Effective January 1, 2009, the wage payment obligations of temporary staffing firms that do business in California requires employers to pay temporary employees on assignment at least once a week, regardless of when their temporary assignment ends. Employers also must pay the wages for work performed during any calendar week no later than on the regular company payday during the following calendar week. The new law also makes clear that the end of an assignment for a temporary worker does not qualify as a termination or “discharge,” and therefore employers are not required to pay final wages immediately.
Effective January 1, 2009, the CA Labor Code is modified to exempt from overtime pay eligibility only those computer software professionals working full-time who earn at least $75,000 per year or $6,250 per month.
Effective January 1, 2009, California’s vehicle code bans drivers in California from reading, writing, or sending a text message while driving in a motor vehicle. While the new law does not impose specific requirements on California employers, employers should consider having policies on text-messaging while employees are driving company or personal vehicles on company business, particularly where employees are reimbursed for business-related charges.
Effective January 1, 2009, the Colorado Department of Labor and Employment has adopted Minimum Wage Order Number 25 establishing a new state minimum wage rate of $7.28, which is adjusted for inflation in accordance with Article XVIII, Section 15, of the Colorado Constitution. The state’s minimum wage posters (English and Spanish versions) have been updated.
Effective January 1, 2009, the Connecticut minimum wage increases to $8.00.
Effective January 1, 2009, Connecticut law allows parents to cover certain unmarried dependents up to age 26, under a parent’s individual or group health insurance plan.
Effective January 1, 2009, Florida’s minimum wage increases to $7.21 per hour. The minimum wage for tipped employees is $4.19 per hour. The state’s minimum wage posters have been updated.
Effective January 1, 2009, the Missouri Department of Labor and Industries increases the state minimum hourly wage from $6.65 to $7.05 per hour.
Effective January 1, 2009, the Montana minimum wage increases to $6.90 per hour.
The New Jersey Department of Labor and Workforce Development (NJDOL) has provided employers with additional information regarding the new Paid Family Leave Law. (Note: Both English and Spanish language version posters are now available.)
Effective February 1, 2009, employers in the state of New York will be required to post a copy of the New York Correction Law relating to employment of persons with prior criminal convictions.
Effective January 1, 2009, Ohio’s minimum wage increases to $7.30 per hour for non-tipped employees and to $3.65 per hour for tipped employees (plus tips). (Note: The increased minimum wage applies to employers who gross more than $267,000 per year.)
Effective January 1, 2009, Oregon’s minimum wage increases to $8.40 an hour.
On January 12, 2009, the Oregon Bureau of Labor and Industries (BOLI) issued a new rule of particular interest to employers and employees for whom a 30-minute meal period is either occasionally or regularly not possible. The new rule clarifies the requirements for meal periods in that situation and the obligations for employers who do not provide a 30-minute meal period.

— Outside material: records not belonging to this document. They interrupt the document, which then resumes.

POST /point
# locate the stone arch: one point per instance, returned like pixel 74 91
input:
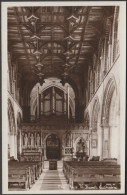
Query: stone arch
pixel 19 122
pixel 11 118
pixel 76 142
pixel 95 112
pixel 11 131
pixel 87 119
pixel 110 121
pixel 107 96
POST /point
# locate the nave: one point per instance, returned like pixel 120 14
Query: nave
pixel 63 98
pixel 51 180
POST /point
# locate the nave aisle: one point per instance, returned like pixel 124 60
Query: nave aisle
pixel 51 180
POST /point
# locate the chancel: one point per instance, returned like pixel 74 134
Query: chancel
pixel 63 98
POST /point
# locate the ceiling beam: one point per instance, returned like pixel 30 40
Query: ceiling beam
pixel 20 33
pixel 83 34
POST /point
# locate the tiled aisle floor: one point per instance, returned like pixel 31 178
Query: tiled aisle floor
pixel 51 180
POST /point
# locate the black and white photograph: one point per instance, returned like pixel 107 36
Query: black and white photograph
pixel 63 97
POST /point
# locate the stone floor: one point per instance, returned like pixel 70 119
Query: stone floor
pixel 51 180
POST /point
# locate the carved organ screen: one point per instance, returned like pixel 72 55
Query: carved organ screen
pixel 52 101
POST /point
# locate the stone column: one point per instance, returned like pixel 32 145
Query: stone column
pixel 65 103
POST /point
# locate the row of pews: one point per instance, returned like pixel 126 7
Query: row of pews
pixel 23 172
pixel 92 174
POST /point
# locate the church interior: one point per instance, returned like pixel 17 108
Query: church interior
pixel 63 93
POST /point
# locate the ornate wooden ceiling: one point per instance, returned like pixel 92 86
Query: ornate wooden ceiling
pixel 54 41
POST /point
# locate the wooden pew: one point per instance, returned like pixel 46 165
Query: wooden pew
pixel 19 176
pixel 91 172
pixel 17 168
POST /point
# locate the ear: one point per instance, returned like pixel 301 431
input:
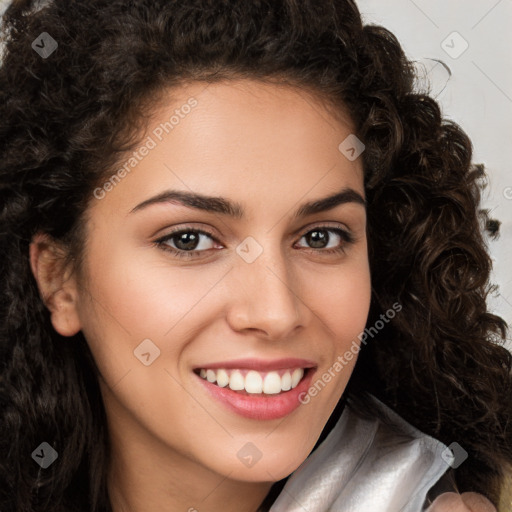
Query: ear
pixel 56 283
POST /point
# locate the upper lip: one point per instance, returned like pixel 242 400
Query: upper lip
pixel 261 364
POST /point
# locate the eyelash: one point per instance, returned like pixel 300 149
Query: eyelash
pixel 346 236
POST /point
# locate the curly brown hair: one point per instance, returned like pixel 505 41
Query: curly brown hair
pixel 65 120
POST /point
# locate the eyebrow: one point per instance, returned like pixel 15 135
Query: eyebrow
pixel 233 209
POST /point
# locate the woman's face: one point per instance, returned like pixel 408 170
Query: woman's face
pixel 269 284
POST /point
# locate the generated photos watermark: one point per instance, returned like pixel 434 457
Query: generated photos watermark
pixel 343 360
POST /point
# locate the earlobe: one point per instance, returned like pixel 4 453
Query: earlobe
pixel 56 285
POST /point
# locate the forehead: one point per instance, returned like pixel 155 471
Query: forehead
pixel 238 139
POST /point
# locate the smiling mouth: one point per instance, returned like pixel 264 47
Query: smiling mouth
pixel 252 382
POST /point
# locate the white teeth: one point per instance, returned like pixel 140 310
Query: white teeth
pixel 296 376
pixel 253 382
pixel 222 378
pixel 270 383
pixel 236 381
pixel 286 381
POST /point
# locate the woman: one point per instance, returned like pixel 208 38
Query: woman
pixel 206 208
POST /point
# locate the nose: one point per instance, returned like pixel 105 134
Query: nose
pixel 265 297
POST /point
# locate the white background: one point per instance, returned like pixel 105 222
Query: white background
pixel 478 95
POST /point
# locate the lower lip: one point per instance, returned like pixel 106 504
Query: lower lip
pixel 257 407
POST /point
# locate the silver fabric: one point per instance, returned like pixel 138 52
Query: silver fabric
pixel 382 464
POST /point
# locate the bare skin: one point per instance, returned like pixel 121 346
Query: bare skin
pixel 271 149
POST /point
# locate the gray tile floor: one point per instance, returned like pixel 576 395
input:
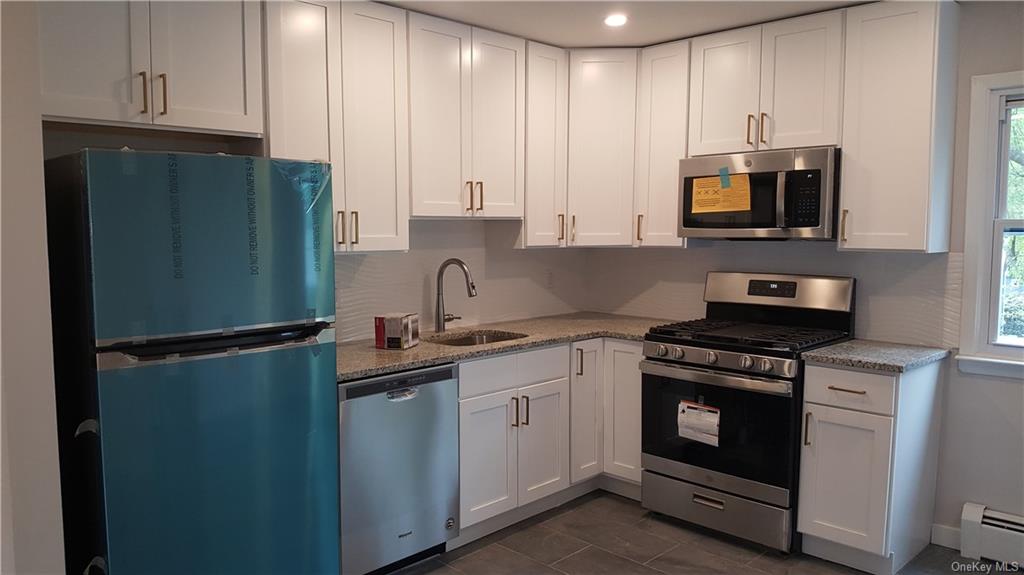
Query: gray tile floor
pixel 601 533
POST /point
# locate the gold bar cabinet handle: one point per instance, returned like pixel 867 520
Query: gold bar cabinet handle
pixel 845 390
pixel 163 82
pixel 145 91
pixel 807 422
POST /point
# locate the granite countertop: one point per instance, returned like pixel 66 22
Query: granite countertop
pixel 880 356
pixel 361 359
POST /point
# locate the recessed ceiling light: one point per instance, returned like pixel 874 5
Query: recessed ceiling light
pixel 615 20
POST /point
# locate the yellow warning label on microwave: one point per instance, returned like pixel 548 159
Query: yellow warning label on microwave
pixel 710 196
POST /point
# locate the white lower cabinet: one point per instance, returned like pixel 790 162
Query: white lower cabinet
pixel 587 451
pixel 622 408
pixel 513 443
pixel 867 466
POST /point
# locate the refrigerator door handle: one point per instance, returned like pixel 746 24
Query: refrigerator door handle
pixel 120 359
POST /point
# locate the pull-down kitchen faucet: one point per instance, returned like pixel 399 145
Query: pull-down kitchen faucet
pixel 439 316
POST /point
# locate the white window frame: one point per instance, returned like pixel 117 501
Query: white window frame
pixel 979 353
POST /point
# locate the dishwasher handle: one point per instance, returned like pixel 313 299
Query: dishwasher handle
pixel 397 387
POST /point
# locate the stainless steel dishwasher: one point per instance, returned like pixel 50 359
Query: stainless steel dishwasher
pixel 399 466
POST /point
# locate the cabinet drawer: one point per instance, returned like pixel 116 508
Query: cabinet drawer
pixel 486 376
pixel 875 393
pixel 543 365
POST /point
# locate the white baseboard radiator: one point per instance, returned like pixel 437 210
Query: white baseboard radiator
pixel 991 534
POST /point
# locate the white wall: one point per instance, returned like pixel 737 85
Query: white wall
pixel 31 500
pixel 510 284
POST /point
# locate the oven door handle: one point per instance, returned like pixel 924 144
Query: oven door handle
pixel 757 385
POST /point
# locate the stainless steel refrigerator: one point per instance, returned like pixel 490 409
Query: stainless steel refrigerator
pixel 193 300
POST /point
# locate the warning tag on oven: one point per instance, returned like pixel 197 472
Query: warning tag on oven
pixel 710 195
pixel 698 423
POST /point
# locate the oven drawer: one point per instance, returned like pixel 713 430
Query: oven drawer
pixel 750 520
pixel 873 393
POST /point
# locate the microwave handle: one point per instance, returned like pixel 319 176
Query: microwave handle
pixel 780 200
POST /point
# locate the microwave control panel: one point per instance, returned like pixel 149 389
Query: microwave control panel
pixel 803 198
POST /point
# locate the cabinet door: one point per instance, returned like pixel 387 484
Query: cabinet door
pixel 660 141
pixel 94 60
pixel 376 111
pixel 303 78
pixel 844 477
pixel 439 94
pixel 544 439
pixel 487 438
pixel 207 65
pixel 725 74
pixel 587 410
pixel 602 122
pixel 622 408
pixel 499 123
pixel 801 82
pixel 547 143
pixel 887 126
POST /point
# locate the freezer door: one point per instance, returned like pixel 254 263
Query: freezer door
pixel 222 465
pixel 185 244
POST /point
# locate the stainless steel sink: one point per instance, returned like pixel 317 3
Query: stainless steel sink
pixel 475 338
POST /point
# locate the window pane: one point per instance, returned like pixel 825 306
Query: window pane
pixel 1015 170
pixel 1011 328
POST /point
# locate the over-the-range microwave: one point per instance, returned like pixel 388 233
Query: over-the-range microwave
pixel 776 194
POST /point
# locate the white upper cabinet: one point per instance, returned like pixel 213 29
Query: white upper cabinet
pixel 375 104
pixel 183 64
pixel 303 81
pixel 602 128
pixel 499 123
pixel 440 59
pixel 467 90
pixel 801 82
pixel 898 126
pixel 207 64
pixel 94 60
pixel 547 144
pixel 660 142
pixel 725 75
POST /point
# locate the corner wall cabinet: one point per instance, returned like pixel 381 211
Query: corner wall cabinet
pixel 602 128
pixel 467 90
pixel 660 142
pixel 898 126
pixel 867 466
pixel 176 64
pixel 767 87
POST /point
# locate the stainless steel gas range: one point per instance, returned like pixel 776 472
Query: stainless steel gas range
pixel 722 400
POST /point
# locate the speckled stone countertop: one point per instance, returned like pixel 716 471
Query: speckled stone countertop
pixel 361 359
pixel 881 356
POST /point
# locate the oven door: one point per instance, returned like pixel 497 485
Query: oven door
pixel 733 433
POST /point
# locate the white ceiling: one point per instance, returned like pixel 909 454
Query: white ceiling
pixel 573 25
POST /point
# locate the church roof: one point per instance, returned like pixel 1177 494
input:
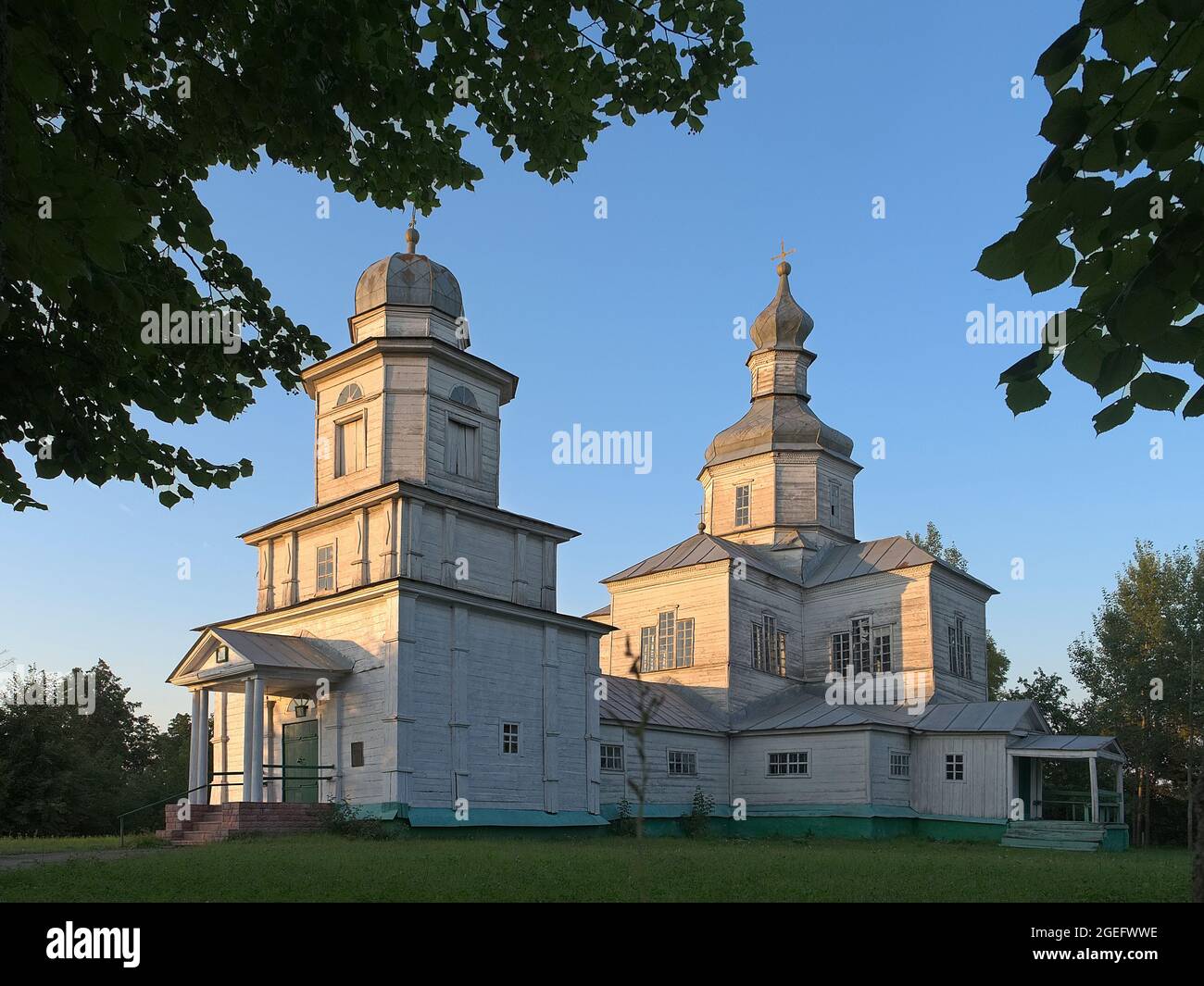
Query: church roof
pixel 777 423
pixel 980 717
pixel 621 705
pixel 865 557
pixel 410 280
pixel 699 549
pixel 783 323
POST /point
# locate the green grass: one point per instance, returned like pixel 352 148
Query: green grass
pixel 496 868
pixel 23 845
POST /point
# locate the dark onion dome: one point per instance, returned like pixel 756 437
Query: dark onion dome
pixel 409 280
pixel 783 324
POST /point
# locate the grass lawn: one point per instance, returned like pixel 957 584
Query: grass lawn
pixel 609 868
pixel 24 845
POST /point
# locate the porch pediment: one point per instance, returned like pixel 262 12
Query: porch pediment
pixel 282 661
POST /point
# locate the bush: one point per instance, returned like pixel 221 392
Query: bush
pixel 345 821
pixel 696 822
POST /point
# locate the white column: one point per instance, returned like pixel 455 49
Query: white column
pixel 203 749
pixel 194 742
pixel 271 793
pixel 257 781
pixel 220 734
pixel 248 734
pixel 1095 791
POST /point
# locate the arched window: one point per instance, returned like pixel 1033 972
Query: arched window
pixel 461 395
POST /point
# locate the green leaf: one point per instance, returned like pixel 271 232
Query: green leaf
pixel 1030 368
pixel 1195 407
pixel 1116 413
pixel 1120 366
pixel 1159 392
pixel 1048 268
pixel 1084 357
pixel 999 260
pixel 1026 395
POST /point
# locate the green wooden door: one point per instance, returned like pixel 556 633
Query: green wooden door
pixel 301 761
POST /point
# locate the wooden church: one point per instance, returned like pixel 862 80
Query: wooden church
pixel 406 655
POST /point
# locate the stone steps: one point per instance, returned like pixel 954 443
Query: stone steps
pixel 1072 837
pixel 215 822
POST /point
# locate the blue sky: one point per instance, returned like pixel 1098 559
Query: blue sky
pixel 626 323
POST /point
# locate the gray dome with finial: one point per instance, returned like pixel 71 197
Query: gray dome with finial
pixel 409 280
pixel 783 323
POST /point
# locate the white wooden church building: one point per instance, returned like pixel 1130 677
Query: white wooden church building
pixel 406 654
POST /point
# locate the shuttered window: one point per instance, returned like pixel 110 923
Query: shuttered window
pixel 461 452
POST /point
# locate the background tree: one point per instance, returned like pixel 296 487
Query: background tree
pixel 69 774
pixel 119 107
pixel 1118 207
pixel 1135 668
pixel 997 664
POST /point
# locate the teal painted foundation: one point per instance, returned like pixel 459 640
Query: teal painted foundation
pixel 832 821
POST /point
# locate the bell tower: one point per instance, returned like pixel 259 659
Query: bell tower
pixel 781 477
pixel 408 400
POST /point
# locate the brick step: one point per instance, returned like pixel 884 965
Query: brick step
pixel 1060 844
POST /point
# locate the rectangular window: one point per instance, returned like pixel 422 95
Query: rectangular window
pixel 743 505
pixel 955 767
pixel 666 640
pixel 790 764
pixel 648 649
pixel 683 764
pixel 349 447
pixel 685 643
pixel 612 756
pixel 959 649
pixel 842 648
pixel 509 737
pixel 461 452
pixel 861 648
pixel 769 646
pixel 326 568
pixel 884 650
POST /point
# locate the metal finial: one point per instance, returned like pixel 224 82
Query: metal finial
pixel 412 232
pixel 783 265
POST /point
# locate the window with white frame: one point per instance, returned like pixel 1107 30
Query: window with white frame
pixel 884 648
pixel 743 505
pixel 461 453
pixel 683 764
pixel 959 658
pixel 670 644
pixel 666 640
pixel 794 764
pixel 865 648
pixel 325 566
pixel 612 756
pixel 861 653
pixel 955 767
pixel 349 441
pixel 648 648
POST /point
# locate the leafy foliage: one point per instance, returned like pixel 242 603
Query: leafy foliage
pixel 1118 208
pixel 116 108
pixel 69 774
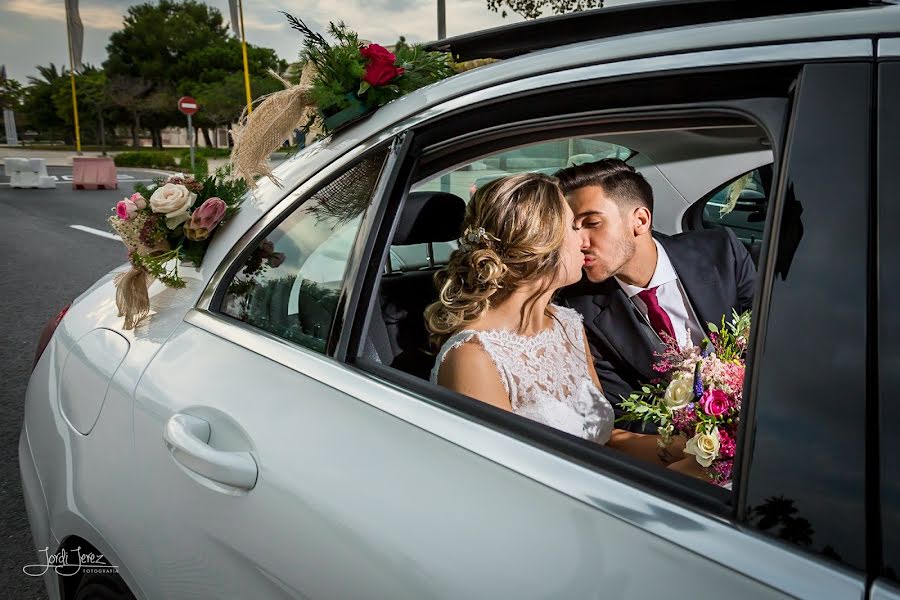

Effective January 1, 2009, an updated Oregon Smokefree Workplace Law expands the number of indoor workplaces that are required to be smoke-free. The law also prohibits smoking within 10 feet of entrances, exits, windows that open and ventilation intakes of workplaces or public places.
Effective January 1, 2009, Vermont’s minimum wage increases to $8.06 an hour.
Effective January 1, 2009, Washington’s minimum wage increases to $8.55 an hour.